IDEANEWSID. Jasa Tirta II kembali meraih kualifikasi sebagai Badan Usaha Milik Negara (BUMN) kategori Informatif bersama 18 BUMN lainnya dalam Penganugerahan Keterbukaan Informasi Badan Publik Tahun 2022.

Penghargaan tersebut diterima oleh Direktur Utama Jasa Tirta II Imam Santoso pada acara Penganugerahan Keterbukaan Informasi Badan Publik Tahun 2022 yang digelar di Atria Hotel Gading Serpong pada Rabu, 14 Desember 2022.

Direktur Utama Jasa Tirta II Imam Santoso mengatakan, keterbukaan informasi publik menjadi pondasi utama dalam penerapan tata kelola perusahaan yang baik dan transparan.
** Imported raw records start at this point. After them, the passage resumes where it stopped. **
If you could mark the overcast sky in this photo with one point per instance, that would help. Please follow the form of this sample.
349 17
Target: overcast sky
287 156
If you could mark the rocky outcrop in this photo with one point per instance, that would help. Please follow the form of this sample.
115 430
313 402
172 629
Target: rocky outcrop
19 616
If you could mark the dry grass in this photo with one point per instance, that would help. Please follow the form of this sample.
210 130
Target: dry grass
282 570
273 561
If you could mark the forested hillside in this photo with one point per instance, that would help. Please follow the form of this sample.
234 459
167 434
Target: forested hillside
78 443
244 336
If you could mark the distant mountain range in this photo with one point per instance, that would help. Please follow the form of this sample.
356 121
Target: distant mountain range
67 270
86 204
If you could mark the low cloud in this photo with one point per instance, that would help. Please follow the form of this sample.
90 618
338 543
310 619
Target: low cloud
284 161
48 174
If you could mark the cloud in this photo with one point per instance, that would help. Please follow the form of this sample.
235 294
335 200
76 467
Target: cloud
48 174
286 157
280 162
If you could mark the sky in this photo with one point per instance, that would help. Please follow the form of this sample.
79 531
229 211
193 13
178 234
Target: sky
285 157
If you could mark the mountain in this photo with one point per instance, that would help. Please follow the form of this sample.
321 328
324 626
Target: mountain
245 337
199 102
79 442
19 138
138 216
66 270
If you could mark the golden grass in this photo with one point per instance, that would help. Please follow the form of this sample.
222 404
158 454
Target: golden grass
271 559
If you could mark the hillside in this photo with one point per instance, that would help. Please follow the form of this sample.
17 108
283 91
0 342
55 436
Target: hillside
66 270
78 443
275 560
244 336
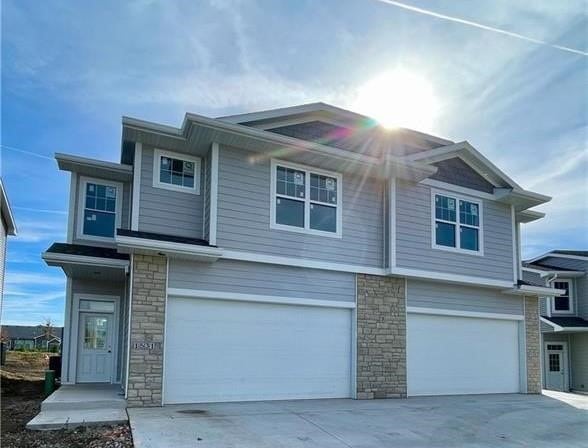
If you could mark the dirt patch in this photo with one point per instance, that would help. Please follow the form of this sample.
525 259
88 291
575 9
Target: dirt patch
21 401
Baca juga:  Setor Dividen Rp3,09 Triliun, Kementerian BUMN Dukung Penuh PLN Lanjutkan Transformasi Bisnis

“Kami juga senantiasa akan terus berupaya melakukan perbaikan dalam implementasi keterbukaan informasi publik,” kata Imam Santoso melalui rilisnya, Kamis (15/12/2022).
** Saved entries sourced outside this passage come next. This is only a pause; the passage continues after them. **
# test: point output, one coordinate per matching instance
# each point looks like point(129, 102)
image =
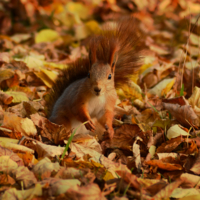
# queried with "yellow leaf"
point(6, 74)
point(67, 39)
point(17, 96)
point(47, 81)
point(78, 9)
point(33, 61)
point(194, 100)
point(81, 32)
point(51, 74)
point(55, 65)
point(157, 90)
point(176, 131)
point(47, 35)
point(92, 26)
point(168, 88)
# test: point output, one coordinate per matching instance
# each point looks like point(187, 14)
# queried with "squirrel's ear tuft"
point(92, 51)
point(113, 67)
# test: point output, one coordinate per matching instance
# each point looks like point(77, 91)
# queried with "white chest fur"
point(96, 106)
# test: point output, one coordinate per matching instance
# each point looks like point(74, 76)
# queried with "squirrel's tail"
point(123, 45)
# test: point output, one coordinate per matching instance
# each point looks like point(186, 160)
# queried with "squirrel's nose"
point(97, 90)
Penghargaan ini, sambungnya, diharapkan dapat memberikan semangat bagi Jasa Tirta II dan BUMN lainnya untuk memberikan pelayanan informasi publik yang lebih baik lagi sesuai peraturan yang berlaku.
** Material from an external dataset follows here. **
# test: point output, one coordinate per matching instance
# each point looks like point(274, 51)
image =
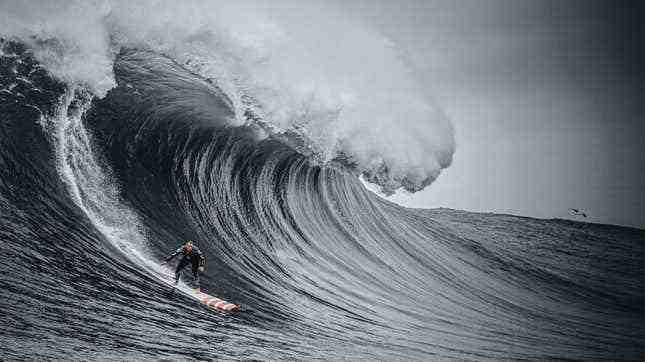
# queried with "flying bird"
point(577, 212)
Adapun ke-18 BUMN lainnya yang masuk dalam jajaran informatif adalah KAI, INTI, Taspen, BRI, Jasa Tirta I, Pertamina, Perhutani, PT. PP, dan Perum LPPNPI.

Kemudian, PELNI, Damri, Pelabuhan Indonesia, Hutama Karya, Wijaya Karya, Semen Baturaja, Pupuk Indonesia, Perumnas, dan RNI (ID FOOD).

Baca juga:  Cikao Park Destinasi Favorit saat Berlibur di Purwakarta

Penghargaan Informatif ini diberikan setelah Jasa Tirta II dan badan publik lainnya melewati serangkaian proses Monitoring dan Evaluasi (Monev) 2022 oleh Komisi Informasi Pusat. Yakni, meliputi Self Assessment Kuesioner melalui aplikasi online dan presentasi uji publik.

Signifikan

Sementara itu, dalam sambutannya, Menteri Koordinator Bidang Politik, Hukum dan Keamanan, Moh. Mahfud MD yang hadir mewakili Wakil Presiden Republik Indonesia K.H. Ma’ruf Amin mengapresiasi peningkatan signifikan pelaksanaan Anugerah Monev 2022.

Baca juga:  Ribuan Warga Jawa Barat Antusias Manfaatkan Promo Tambah Daya Listrik Hemat 50% dari PLN

Pasalnya, terdapat 122 Badan Publik berhasil menjadi Informatif dari tujuh kategori Badan Publik. Artinya, Badan Publik telah menyadari pentingnya kehadiran Undang-Undang Keterbukaan Informasi Publik. Yaitu, untuk memberi ruang bagi publik agar dapat berpartisipasi pada proses pengambilan kebijakan publik.

“Besar harapan saya agar di tahun tahun mendatang, lebih banyak lagi Badan Publik yang dapat memenuhi kepatuhan dalam melaksanakan KIP. Pemerintah juga berkomitmen kuat dan terus mendorong optimalisasi Badan Publik dalam menjalankan amanat UU KIP,” ucapnya. (Red)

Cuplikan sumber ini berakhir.